I would also like to acknowledge the support of Athletics NI who felt that the project was worthwhile. 


Even a casual glance at the rankings in the  1950'S will show the dominance of a very few clubs most of which are either no longer active or have drifted away from Track and Field. The disciplines of Track and Field were essentially for the educated middle class and those in uniform.  The Ulster Schools were limited to Grammar Schools and those who graduated to University went, in the main to Queen's. The Royal Ulster Constabulary were both promoters of major international events, with the annual RUC Sports, and provided a very strong all round team in the Athletics League.  With the League requiring that all events be covered clubs like Shorts AC, Albert Foundry and Willowfield had to nurture throwers and jumpers.

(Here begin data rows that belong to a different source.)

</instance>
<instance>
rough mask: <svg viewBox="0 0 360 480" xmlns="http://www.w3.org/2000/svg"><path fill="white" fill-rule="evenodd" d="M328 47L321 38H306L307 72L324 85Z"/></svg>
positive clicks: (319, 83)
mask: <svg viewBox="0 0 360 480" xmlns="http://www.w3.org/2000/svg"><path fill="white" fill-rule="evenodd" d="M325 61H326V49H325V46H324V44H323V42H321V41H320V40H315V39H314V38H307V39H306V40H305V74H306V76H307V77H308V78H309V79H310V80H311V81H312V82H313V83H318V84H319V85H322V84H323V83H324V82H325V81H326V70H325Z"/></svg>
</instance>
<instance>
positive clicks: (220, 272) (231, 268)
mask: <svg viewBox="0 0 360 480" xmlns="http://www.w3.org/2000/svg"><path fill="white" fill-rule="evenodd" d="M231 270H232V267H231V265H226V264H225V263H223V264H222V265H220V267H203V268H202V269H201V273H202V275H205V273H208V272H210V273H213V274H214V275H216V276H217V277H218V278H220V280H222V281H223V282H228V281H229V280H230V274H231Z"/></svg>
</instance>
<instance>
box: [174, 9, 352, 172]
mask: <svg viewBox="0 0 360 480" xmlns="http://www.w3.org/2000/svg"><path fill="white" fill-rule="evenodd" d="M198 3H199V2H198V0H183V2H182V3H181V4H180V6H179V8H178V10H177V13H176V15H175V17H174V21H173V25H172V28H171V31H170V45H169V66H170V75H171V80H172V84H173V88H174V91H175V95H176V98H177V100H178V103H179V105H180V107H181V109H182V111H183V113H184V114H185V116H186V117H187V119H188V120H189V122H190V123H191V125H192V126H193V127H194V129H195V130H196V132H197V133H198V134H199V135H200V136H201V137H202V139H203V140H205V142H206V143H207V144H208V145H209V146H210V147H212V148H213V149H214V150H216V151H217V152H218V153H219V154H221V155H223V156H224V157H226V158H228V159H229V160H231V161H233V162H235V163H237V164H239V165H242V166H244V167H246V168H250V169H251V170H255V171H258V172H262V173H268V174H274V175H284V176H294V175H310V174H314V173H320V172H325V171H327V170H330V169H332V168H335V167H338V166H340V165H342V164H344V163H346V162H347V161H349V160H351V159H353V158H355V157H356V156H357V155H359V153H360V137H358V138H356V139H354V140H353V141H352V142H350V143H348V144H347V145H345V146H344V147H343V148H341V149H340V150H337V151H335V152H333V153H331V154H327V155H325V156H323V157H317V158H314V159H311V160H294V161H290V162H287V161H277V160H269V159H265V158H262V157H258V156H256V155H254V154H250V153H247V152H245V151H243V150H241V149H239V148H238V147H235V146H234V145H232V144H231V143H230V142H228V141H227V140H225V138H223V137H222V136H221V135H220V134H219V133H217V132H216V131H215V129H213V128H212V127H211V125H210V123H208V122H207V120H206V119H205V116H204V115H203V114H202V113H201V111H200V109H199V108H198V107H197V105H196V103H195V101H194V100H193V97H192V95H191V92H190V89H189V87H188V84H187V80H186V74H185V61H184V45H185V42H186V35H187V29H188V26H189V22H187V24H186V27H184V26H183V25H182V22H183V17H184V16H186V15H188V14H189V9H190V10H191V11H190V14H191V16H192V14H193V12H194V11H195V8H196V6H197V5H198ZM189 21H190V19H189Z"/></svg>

The appearance of foreign students at Queen's and members of the armed forces, stationed in the country, also had an impact on the lists with a few memorable names appearing. In the age where 'Black lives matter' and 'inclusivity' are watchwords, Queen's University Athletics was way ahead of its time. At one stage during the 1950's the posts of Captain, Vice Captain and Secretary were all held by black athletes from Ghana.  Representatives of the Army, Navy and Royal Air Force also made an impact locally with two Mike's  being of special interest. Mike Ralph who topped the Long and Triple Jump lists would go on to represent Great Britain and Norther Ireland in the Olympic Games.  Being speared by a javelin at an early age in a near fatal accident did not deter Colonel Mike Campbell-Lamerton form continuing to be an athlete but it was in Rugby Union that he was to make his mark on history captaining Scotland and touring with the British and Irish Lions. Incidentally his was not the only link with rugby as Dave Davidson who consistently  headed the Shot Putt rankings was later to produce a son called Jeremy who would also grace a British and Irish Lions Shirt.

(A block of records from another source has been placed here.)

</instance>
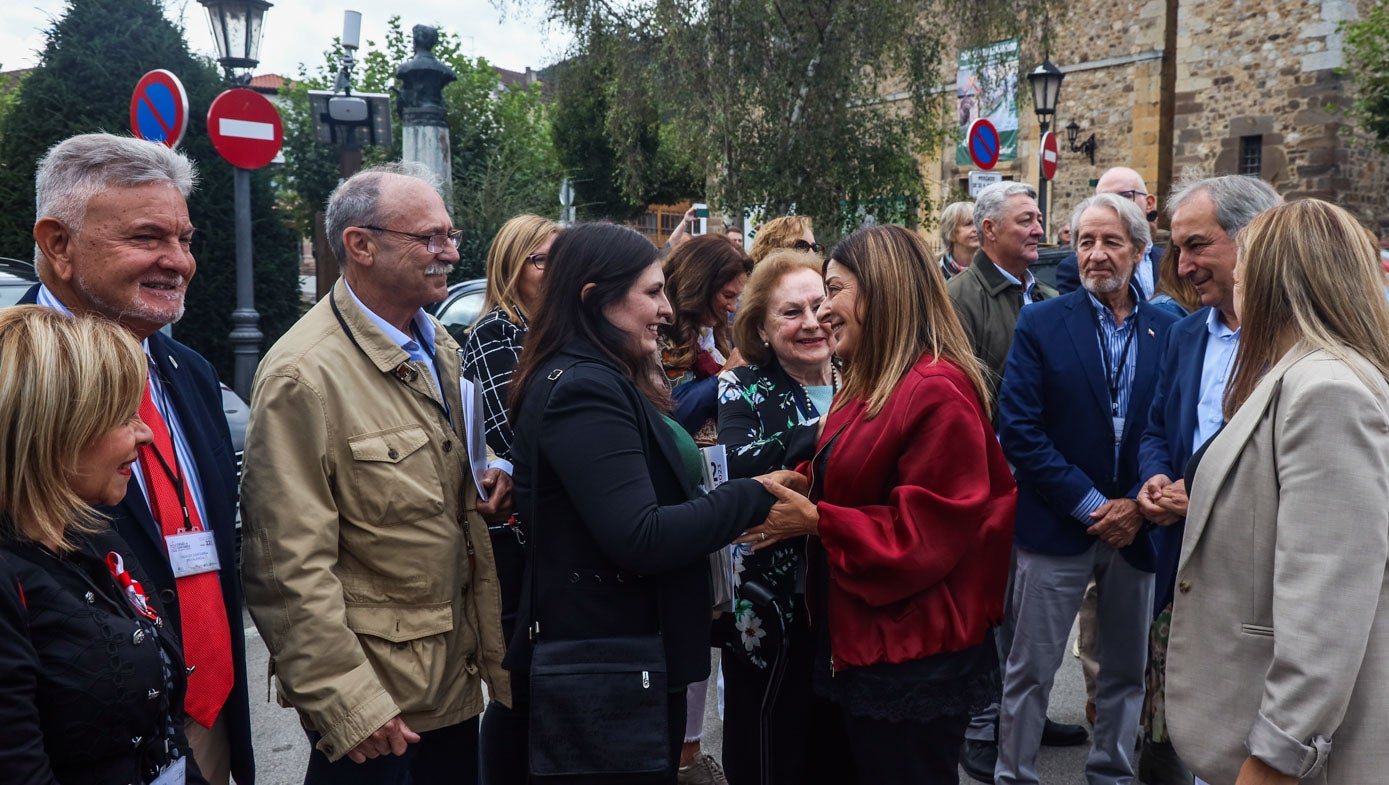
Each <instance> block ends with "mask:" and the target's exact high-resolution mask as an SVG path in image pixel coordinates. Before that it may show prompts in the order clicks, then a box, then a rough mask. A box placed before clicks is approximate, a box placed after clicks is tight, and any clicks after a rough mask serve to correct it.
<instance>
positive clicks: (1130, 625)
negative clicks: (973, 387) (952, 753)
mask: <svg viewBox="0 0 1389 785" xmlns="http://www.w3.org/2000/svg"><path fill="white" fill-rule="evenodd" d="M1071 225H1072V226H1074V228H1075V250H1076V254H1078V260H1079V271H1081V283H1082V289H1081V290H1076V292H1072V293H1070V295H1063V296H1060V297H1057V299H1054V300H1050V301H1046V303H1040V304H1036V306H1033V307H1029V308H1024V311H1022V314H1021V315H1020V317H1018V327H1017V336H1015V338H1014V342H1013V349H1011V352H1010V354H1008V363H1007V367H1006V370H1004V374H1003V386H1001V389H1000V393H999V408H1000V431H999V436H1000V440H1001V442H1003V452H1004V454H1006V456H1007V457H1008V461H1010V463H1011V464H1013V465H1014V471H1015V475H1017V479H1018V513H1017V522H1015V527H1014V543H1015V546H1017V571H1015V575H1014V586H1013V617H1014V620H1015V621H1014V634H1013V646H1011V649H1010V652H1008V657H1007V667H1006V672H1004V682H1003V709H1001V716H1000V724H999V763H997V767H996V770H995V781H996V782H997V784H1000V785H1024V784H1025V785H1038V782H1039V777H1038V768H1036V756H1038V746H1039V743H1040V742H1042V734H1043V727H1045V722H1046V709H1047V699H1049V693H1050V689H1051V682H1053V678H1054V675H1056V668H1057V666H1060V663H1061V657H1063V654H1064V652H1065V642H1067V638H1068V636H1070V632H1071V622H1072V620H1074V618H1075V613H1076V610H1078V609H1079V606H1081V599H1082V596H1083V595H1085V589H1086V585H1088V584H1089V581H1090V578H1092V577H1093V578H1095V582H1096V584H1097V588H1099V613H1097V621H1099V624H1097V639H1099V652H1100V672H1099V679H1097V685H1096V691H1097V692H1096V707H1097V713H1096V721H1095V739H1093V743H1092V747H1090V754H1089V759H1088V761H1086V781H1088V782H1089V784H1090V785H1129V784H1132V782H1133V781H1135V779H1133V760H1132V759H1133V739H1135V738H1136V736H1138V720H1139V710H1140V707H1142V703H1143V688H1145V682H1143V667H1145V663H1146V660H1147V628H1149V618H1150V610H1151V599H1153V546H1151V542H1150V540H1149V536H1147V531H1146V524H1145V521H1143V517H1142V514H1140V513H1139V507H1138V503H1136V502H1135V499H1133V496H1135V495H1136V492H1138V489H1139V481H1140V478H1139V471H1138V442H1139V438H1140V436H1142V433H1143V427H1145V424H1146V415H1147V410H1149V404H1150V402H1151V397H1153V388H1154V383H1156V378H1157V367H1158V358H1160V354H1161V346H1163V339H1164V335H1165V333H1167V328H1168V327H1170V325H1171V324H1172V322H1174V321H1176V317H1174V315H1172V314H1170V313H1167V311H1163V310H1160V308H1156V307H1153V306H1149V304H1147V303H1146V300H1145V299H1143V297H1142V296H1140V295H1139V293H1138V288H1136V286H1135V285H1133V283H1132V278H1133V268H1135V265H1138V264H1139V261H1140V260H1142V258H1143V250H1145V247H1146V246H1147V243H1149V226H1147V221H1146V217H1145V215H1143V214H1142V213H1139V210H1138V206H1135V204H1133V203H1132V201H1131V200H1126V199H1122V197H1120V196H1117V195H1107V193H1106V195H1099V196H1092V197H1090V199H1086V200H1085V201H1082V203H1081V206H1079V207H1078V208H1076V211H1075V214H1074V217H1072V221H1071Z"/></svg>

But it was not just visitors who were worthy  of interest. The 1950's produced some outstanding athletes who excelled not just at Cherryvale and Ormeau Park but on the World scene.  Richard 'Dick' Milligan broke the Irish Native Javelin record on seven occasions with top figures of 75.04 metres which was not beaten by an Irishman for over 20 years. He  represent his country at both Empire (Commonwealth) Games and the Helsinki Olympics where he made the final. It was another 32 years before another British or Irish athlete would equal that feat.

Another who made his mark in the Empire Games, this time in Vancouver, was Victor Milligan.  The former RBAI student went to Queen's where he proceeded to break middle distance records, doing most of his training round the pitches of Cherryvale Playing Fields.  Such was his success that he found himself lining up alongside Roger Bannister and Jim Landy in what was dubbed the Mile of the Century.  While these two sub four minute milers battled it out for Gold, Victor Milligan just missed out on joining them on the podium by finishing 4th.

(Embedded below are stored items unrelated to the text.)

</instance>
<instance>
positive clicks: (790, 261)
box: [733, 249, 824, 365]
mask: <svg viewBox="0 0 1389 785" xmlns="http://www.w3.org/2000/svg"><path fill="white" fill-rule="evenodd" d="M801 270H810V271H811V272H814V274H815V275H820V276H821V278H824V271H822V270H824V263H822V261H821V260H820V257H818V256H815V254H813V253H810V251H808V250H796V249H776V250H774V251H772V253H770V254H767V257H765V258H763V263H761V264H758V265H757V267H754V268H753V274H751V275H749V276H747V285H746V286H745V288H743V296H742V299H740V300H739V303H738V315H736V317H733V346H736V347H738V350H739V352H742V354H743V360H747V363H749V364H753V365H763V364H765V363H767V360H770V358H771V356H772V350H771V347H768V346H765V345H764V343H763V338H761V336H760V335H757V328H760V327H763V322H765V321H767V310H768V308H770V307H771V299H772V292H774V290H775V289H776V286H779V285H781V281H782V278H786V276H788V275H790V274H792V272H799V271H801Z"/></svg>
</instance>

While men's athletics was well established the 1950's found the women's branch of the sport in its infancy. The first NIWAAA Championships took place in 1950 and in 1953 there were only 10 clubs in the country with Ladies sections (Albert FOundry; Collegians LAC; Derry Olympians ; OWLS LAC; Stranmillis WTAC; Queens UBLAC; Short and Harland LAC; Stranmillis LAC and WIllowfield LAC).  Throughout the  next decade opportunities were limited but this did not stop three women from stamping their mark on the sport worldwide.  The names of Maeve Kyle, Thelma Hopkins and Mary Peters were seldom out of the lists and for a whole variety of events.  Maeve of course would make history as the first Irishwoman to compete for Ireland in the Olympic Games, Thelma broke the World Record for the High Jump at the aforementioned Cherryvale grounds on 5th May 1956 and M E Peters as she appeared at the time has become the name synonymous with Track and Field in Northern Ireland following her Olympic Gold Medal in Munich and her subsequent efforts to provide a quality track for future aspiring athletes.